The Core Value of Documentation

Engaging legal counsel to assist you in creating or ending a business relationship or completing the purchase or sale of a business or business assets should be viewed as an investment -- an investment not only to limit your individual liability, but also to reduce the risk of the unknown and the unanticipated.  The fallout experienced by many from the recent economic downturn highlights the value of an investment in proper documentation of business relationships.

There is no shortage of rationalizations for avoiding the relatively small up-front investment required to minimize the likelihood that a relationship will end in expensive litigation.  Before succumbing to such rationalization, consider the following statement uttered by one of our battle-hardened clients in response to a suggestion that a detailed Operating Agreement for a new LLC shouldn’t be needed because of the pre-existing friendship between the parties:


"60% of marriages end in failure... and those folks are in love going in!"

Whether in the context of employment, joint venture, purchase and sale, financing or other relationships, proper documentation will serve to protect your interests and assets; and in the event of a dispute, will increase the likelihood of a quick resolution without the burden of litigation.

While appropriate documentation itself provides core value in terms of risk management, the value-adding opportunity in involving experienced legal counsel in your transactions is most often realized in the areas of structuring and due diligence.

Structure For Value

Business relationships take many different forms, and often involve a myriad of substantive issues that elude the participants' initial view of the relationship.  These issues may include securities laws, tax laws, regulatory matters, land use laws, landlord-tenant laws, debtor-creditor laws, marital property laws, liability considerations, etc....  In smaller markets such as the one we serve, political and other local considerations can also be important, not only in structuring a deal, but in the viability of the underlying business plan.

Experienced counsel will not simply document the transaction you bring to them, but will analyze the underlying components (and legal ramifications) of the transaction, and in many instances, assist in the generation of a comprehensive business plan.  In our experience, close to one-third of the proposed "transactions" presented to us by clients end up assuming a different structure than the clients envisioned when first contacting us.  A purchase agreement may become an option agreement... or a subdivision trust agreement.  An employment agreement may become an independent contractor agreement.  A joint venture may become a management agreement with a profits interest.  We look to the core components of the proposed venture, the client's view of the relationship being considered, and a myriad of other factors in fashioning a structure that best suits the client's needs and sensitivities without losing focus on the need to balance costs and benefits.  When structuring any transaction, one size does not fit all… but no size warrants costs that fail to justify the attendant benefits.
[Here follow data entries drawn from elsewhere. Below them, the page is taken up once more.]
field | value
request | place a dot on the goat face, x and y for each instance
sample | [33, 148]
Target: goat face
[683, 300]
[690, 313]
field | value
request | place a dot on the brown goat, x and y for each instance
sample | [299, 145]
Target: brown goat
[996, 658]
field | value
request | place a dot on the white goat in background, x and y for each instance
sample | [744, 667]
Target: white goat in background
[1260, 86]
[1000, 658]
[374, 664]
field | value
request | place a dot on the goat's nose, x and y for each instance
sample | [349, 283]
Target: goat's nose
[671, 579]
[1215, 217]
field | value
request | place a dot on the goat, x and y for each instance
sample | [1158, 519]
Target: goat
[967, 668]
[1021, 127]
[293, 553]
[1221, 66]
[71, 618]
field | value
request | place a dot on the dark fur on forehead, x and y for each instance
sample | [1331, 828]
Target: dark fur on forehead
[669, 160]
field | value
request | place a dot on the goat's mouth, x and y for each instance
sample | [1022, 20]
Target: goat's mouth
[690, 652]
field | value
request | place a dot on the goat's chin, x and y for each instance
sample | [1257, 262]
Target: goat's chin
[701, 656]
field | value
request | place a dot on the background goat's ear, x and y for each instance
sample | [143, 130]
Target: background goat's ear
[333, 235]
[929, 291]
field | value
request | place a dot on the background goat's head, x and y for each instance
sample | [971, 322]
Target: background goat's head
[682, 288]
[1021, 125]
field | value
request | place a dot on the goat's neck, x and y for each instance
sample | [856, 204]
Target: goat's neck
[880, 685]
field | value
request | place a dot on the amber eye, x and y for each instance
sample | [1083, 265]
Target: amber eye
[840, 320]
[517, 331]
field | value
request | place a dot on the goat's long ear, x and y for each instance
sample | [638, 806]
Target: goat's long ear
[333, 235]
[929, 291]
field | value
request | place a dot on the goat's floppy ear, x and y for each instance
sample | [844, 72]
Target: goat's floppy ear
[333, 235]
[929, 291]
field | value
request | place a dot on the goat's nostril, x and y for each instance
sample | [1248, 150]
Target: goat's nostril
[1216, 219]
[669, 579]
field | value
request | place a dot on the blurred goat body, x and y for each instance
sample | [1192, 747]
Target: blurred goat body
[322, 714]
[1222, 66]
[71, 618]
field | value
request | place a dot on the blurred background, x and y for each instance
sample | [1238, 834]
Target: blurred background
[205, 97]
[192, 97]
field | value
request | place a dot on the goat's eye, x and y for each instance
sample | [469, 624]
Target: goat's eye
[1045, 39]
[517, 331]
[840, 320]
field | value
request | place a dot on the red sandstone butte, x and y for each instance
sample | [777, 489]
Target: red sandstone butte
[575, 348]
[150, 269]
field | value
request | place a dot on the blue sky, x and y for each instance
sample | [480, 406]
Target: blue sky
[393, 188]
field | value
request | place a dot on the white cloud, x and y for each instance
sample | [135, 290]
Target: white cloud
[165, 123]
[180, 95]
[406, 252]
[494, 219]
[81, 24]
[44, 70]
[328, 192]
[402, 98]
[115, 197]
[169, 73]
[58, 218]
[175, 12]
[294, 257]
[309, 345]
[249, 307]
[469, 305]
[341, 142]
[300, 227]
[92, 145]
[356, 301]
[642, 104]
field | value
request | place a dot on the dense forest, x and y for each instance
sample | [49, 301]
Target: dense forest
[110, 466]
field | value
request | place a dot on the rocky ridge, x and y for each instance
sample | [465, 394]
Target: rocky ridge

The Value of Due Diligence

After an appropriate structure is identified, meaningful due diligence must often be undertaken.  Trust has its limits.

Review and analysis of UCC searches, litigation searches, title reports, surveys, environmental reports, material contracts and easements, entitlements and zoning, regulatory compliance, hydrology, flood plain analysis, and financial viability may come into play depending on the nature of the relationship and the client's assumptions entering the relationship.  An appropriate level of due diligence may lead not only to avoidance of a deal that looked great on first impression, but the discovery of unanticipated opportunities.